Fig. 1. GWAS results for coronary atherosclerosis in FinnGen.

Total number of independent genome-wide significant associations (GWS; p < 5 × 10^-8) is 38, the lead variant in each marked with diamonds. Four previously unreported associations for CVD-related phenotypes are highlighted with ±750 Mb around the lead variant in the region as red and the lead variant marked with red diamond.

Fig. 2. Results for rs534125149 against coronary heart disease and myocardial infarction across cohorts where available and meta-analysis results.

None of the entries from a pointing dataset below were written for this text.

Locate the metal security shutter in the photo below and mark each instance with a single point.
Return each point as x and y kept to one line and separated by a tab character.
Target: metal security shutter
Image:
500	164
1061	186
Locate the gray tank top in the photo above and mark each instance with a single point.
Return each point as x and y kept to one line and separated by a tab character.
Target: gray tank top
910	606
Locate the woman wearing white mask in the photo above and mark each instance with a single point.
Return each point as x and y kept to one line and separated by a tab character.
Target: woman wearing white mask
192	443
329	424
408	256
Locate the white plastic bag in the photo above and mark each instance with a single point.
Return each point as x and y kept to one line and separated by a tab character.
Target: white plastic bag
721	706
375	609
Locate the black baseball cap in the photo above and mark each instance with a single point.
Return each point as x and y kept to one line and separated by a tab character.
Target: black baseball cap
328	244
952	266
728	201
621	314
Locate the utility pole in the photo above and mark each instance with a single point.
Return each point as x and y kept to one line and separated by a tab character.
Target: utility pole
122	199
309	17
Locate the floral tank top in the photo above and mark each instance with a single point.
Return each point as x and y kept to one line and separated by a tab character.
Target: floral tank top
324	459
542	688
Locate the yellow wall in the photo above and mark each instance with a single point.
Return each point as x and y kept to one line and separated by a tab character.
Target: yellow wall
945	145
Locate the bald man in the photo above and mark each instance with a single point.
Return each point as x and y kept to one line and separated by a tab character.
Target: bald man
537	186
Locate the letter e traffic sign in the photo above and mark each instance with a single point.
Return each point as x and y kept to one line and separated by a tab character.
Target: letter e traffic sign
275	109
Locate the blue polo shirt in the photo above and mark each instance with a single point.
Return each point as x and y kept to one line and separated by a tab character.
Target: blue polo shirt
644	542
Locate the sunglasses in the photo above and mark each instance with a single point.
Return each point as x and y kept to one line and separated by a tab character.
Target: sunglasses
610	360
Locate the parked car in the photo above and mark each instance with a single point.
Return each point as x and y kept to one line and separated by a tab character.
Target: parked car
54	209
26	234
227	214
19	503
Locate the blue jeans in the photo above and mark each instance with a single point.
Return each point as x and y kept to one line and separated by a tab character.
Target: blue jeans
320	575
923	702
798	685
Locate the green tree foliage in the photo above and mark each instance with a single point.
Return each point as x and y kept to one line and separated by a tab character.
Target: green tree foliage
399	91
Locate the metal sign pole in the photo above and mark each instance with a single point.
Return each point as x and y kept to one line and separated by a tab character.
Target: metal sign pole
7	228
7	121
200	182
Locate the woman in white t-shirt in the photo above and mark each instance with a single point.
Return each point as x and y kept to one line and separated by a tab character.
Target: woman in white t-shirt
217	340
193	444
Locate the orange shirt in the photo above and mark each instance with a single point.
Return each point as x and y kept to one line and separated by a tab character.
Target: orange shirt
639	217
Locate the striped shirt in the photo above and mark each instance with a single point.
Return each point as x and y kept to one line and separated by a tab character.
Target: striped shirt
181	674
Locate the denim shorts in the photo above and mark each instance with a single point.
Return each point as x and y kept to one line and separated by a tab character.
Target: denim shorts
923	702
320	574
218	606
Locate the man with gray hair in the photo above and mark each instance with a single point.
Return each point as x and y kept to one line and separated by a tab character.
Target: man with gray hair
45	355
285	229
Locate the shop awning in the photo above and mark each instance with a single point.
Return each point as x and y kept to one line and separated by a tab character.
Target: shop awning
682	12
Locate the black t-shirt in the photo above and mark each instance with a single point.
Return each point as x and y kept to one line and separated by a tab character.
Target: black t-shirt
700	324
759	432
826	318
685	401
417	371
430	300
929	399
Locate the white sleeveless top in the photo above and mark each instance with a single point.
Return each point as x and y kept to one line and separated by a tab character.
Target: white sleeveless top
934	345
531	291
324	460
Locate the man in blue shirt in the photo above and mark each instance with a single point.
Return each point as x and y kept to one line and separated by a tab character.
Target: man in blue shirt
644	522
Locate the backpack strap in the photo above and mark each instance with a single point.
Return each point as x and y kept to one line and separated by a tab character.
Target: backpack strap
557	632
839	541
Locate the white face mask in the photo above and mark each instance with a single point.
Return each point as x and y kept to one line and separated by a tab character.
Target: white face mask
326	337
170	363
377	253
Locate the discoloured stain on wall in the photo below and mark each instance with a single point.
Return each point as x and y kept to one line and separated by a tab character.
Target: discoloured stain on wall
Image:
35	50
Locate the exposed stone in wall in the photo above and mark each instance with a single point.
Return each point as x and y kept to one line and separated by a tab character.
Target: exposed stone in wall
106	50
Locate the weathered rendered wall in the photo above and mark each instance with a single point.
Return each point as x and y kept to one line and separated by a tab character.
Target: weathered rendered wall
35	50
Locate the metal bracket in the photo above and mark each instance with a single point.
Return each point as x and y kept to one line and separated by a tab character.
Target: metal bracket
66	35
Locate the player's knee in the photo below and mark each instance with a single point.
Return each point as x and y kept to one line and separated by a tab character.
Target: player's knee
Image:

Logistic regression has been applied, adjusted for age and sex. Meta-analysis was performed using inverse-variance weighted fixed-effects meta-analysis method. Black dots represents odds ratios, and lines 95% confidence interval from the the single cohorts and red diamonds represent the results from meta-analysis ends of the diamonds representing the ends of the 95% confidence interval. Source data for the figure is in Supplementary Data 1.

Fig. 3. Results for rs118042209 in TMEM200A and rs5974585 in FHL1 against coronary heart disease and myocardial infarction across different cohorts across cohorts where available.

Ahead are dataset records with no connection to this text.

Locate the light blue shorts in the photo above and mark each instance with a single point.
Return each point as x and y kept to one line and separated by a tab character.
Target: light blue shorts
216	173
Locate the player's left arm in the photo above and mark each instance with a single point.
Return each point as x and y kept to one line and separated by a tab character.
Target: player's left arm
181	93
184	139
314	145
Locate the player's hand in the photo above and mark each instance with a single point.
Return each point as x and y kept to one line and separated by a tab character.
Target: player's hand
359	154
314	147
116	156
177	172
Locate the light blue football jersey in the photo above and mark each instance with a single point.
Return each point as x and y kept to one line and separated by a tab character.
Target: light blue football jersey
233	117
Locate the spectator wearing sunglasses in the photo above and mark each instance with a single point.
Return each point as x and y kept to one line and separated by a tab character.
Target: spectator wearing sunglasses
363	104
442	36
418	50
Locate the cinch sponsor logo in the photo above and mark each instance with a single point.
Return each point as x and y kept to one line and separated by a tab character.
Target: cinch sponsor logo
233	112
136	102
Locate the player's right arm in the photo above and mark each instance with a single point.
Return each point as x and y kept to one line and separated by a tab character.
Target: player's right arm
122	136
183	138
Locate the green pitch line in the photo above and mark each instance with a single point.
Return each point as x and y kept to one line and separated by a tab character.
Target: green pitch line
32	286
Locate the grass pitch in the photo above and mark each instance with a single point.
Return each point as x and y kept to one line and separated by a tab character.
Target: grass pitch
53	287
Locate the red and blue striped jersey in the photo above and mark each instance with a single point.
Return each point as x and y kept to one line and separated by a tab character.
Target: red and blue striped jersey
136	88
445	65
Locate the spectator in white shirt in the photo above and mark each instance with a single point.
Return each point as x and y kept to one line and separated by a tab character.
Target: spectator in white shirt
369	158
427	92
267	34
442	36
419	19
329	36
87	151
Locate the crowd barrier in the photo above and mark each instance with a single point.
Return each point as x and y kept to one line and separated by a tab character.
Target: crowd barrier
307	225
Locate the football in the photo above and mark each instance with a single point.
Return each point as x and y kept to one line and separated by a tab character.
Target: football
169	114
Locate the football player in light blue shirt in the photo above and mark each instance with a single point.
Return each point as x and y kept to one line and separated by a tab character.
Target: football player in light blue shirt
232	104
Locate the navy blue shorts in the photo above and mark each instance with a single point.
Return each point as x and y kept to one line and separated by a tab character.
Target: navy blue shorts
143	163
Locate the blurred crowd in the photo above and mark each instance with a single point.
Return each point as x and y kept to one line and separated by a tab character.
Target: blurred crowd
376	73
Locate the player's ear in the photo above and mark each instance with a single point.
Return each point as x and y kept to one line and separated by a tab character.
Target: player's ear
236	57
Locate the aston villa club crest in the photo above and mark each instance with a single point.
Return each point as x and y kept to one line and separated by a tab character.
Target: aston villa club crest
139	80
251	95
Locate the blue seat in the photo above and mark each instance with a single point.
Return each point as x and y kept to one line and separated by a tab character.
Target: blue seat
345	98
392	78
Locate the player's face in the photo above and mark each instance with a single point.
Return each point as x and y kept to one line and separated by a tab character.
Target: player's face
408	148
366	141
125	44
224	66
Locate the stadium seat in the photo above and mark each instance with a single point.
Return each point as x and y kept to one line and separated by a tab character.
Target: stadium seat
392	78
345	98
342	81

Logistic regression has been applied, adjusted for age and sex. Meta-analysis was performed using inverse-variance weighted fixed-effects meta-analysis method. Black dots represent odds ratios, and lines 95% confidence interval from the single cohorts and red diamonds represent the results from meta-analysis ends of the diamonds representing the ends of the 95% confidence interval. Source data for the figure is in Supplementary Data 1.

Fig. 4. Phenome-wide association study (PheWAS) results for rs534125149.

Total number of tested endpoints is 2861 (A complete list of endpoints analyzed and their definitions is available at https://www.finngen.fi/en/researchers/clinical-endpoints). The dashed line represents the phenome-wide significance threshold, multiple testing corrected by the number of endpoints = 0.05/2861 = 1.75 × 10⁻⁵. All endpoints reaching that threshold are labeled in the figure.

Fig. 5. Effect size comparison.

Comparison of the effects (OR) of rs534125149 and rs201988637 for 14 endpoints with p-value < 1.75 × 10^-5 (PWS) for rs534125149 in FinnGen R6. 95% confidence intervals represented as gray lines.

Fig. 6. Cumulative incidence plots for first event of myocardial infarction in FinnGenR6.

Red line represents carriers (homo- or heterozygous) for either rs534125149 or rs201988637 (n = 17,838), and blue line represent non-carriers (n = 242,567). Hazard ratio and p-value are from cox-proportional hazards model. Dashed lines represent 95% confidence intervals.

Fig. 7. Results for pulse pressure association across all cohorts with splice acceptor variant rs201988637 available (FINRISK, GeneRISK, YFS, EstBB, and UKBB).

Size of the boxes represent the sample size of the cohorts, and the lines the 95% confidence interval. Associations were tested using linear regression, adjusting for age and sex Pulse pressure phenotypes were inverse-rank normalized prior analysis. Source data for the figure is in Supplementary Data 1.